Original Research
Innovation and reciprocity in applied linguistics
Submitted: 05 August 2013 | Published: 20 March 2014
About the author(s)
Albert Weideman, Department of Linguistics and Language Practice, University of the Free State, South Africa; Inter-Institutional Centre for Language Development and Assessment (ICELDA), South AfricaAbstract
Applied linguistics is a discipline of design: it solves language problems by suggesting a plan, or blueprint, to handle them. These designs are sometimes promoted as highly innovative. Yet, are innovative language courses and tests in all respects truly new? This article will argue that most historically significant turning points in applied linguistic design demonstrate continuity with previously designed solutions. This was so for communicative teaching as well as for audio-lingualism. In testing, both interactive designs and socially responsible concerns have built on the past. Like innovation, reciprocity in design in applied linguistics is a foundational issue. How much reciprocity is there in the realms of language testing, language course design and language policy making? Why do we not explicitly check whether the design of a course should be as responsibly and carefully done as a test? How can we learn more from language policy development about making tests more accessible and accountable? What can test designers learn from course developers about specificity? There are many useful questions that we never seem to ask.
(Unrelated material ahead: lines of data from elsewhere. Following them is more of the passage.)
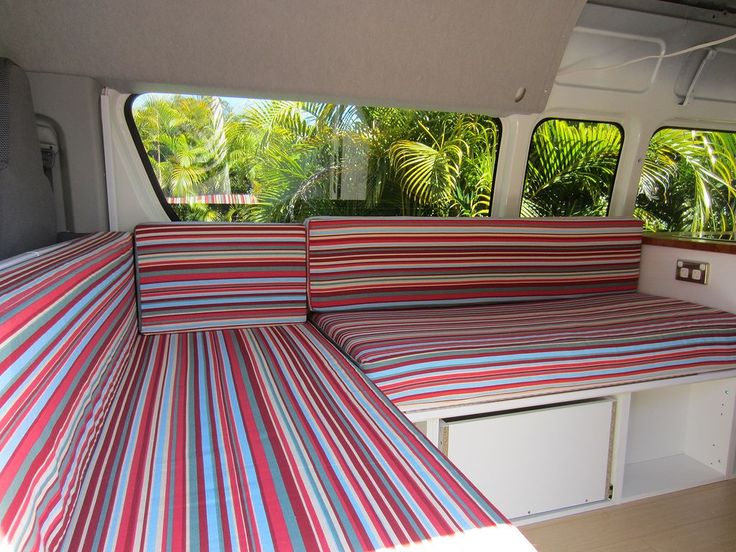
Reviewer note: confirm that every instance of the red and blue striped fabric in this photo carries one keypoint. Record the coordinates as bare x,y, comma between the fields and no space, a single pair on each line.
195,276
437,357
67,317
268,439
369,263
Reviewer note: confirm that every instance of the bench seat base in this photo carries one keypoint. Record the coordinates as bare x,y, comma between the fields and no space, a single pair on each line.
425,359
267,438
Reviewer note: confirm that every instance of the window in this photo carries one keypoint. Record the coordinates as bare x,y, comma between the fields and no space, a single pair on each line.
571,168
225,159
688,182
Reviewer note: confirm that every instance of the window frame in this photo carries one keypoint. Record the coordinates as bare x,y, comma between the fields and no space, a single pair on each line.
679,127
143,154
616,124
174,217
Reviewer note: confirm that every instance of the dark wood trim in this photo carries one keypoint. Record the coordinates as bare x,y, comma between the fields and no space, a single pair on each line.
684,241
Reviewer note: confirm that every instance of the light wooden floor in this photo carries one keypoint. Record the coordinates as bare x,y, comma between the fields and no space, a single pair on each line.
697,520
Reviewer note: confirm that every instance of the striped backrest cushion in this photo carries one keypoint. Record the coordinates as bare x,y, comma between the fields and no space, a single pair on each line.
67,318
370,263
199,276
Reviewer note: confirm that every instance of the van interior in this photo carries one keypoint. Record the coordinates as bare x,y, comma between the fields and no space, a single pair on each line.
328,275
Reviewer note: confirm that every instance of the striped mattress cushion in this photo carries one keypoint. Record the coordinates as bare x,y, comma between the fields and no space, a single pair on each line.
437,357
370,263
67,315
195,276
276,442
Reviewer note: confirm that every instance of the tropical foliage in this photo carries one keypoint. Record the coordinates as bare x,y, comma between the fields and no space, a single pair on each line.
688,182
571,168
300,159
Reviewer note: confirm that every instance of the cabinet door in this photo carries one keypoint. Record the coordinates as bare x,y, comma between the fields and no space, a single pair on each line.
537,461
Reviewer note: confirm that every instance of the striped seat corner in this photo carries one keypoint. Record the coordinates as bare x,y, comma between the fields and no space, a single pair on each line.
438,357
67,316
275,443
195,276
370,263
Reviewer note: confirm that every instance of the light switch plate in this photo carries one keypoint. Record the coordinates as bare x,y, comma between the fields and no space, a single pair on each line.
692,271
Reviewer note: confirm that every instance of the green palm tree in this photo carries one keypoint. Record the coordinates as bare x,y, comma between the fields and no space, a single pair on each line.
570,169
688,182
449,170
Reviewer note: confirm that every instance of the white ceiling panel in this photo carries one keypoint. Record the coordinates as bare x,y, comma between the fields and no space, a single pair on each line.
472,55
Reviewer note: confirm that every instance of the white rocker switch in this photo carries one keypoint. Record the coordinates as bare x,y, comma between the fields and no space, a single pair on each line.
692,271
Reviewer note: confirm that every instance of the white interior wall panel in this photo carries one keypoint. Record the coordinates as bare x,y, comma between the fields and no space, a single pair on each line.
658,276
539,460
73,104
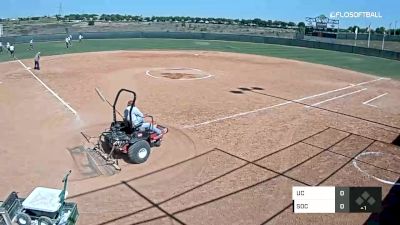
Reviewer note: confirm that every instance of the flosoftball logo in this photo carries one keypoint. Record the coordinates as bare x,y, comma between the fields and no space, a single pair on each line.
376,15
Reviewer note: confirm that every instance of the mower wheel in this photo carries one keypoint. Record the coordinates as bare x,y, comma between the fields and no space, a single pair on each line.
23,219
139,152
43,220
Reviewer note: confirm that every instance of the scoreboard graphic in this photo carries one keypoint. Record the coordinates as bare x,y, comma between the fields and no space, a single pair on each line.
336,199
The article will look across different levels of applied linguistic artefacts (language courses, language tests and language policies) at how we can enrich the principles of responsible design. We can continue to be surprised by innovation in the designed solutions that our profession provides, but we should also work on our understanding of what constitutes a responsible design framework. That foundation enables us to evaluate both the fleeting and the enduring in the new.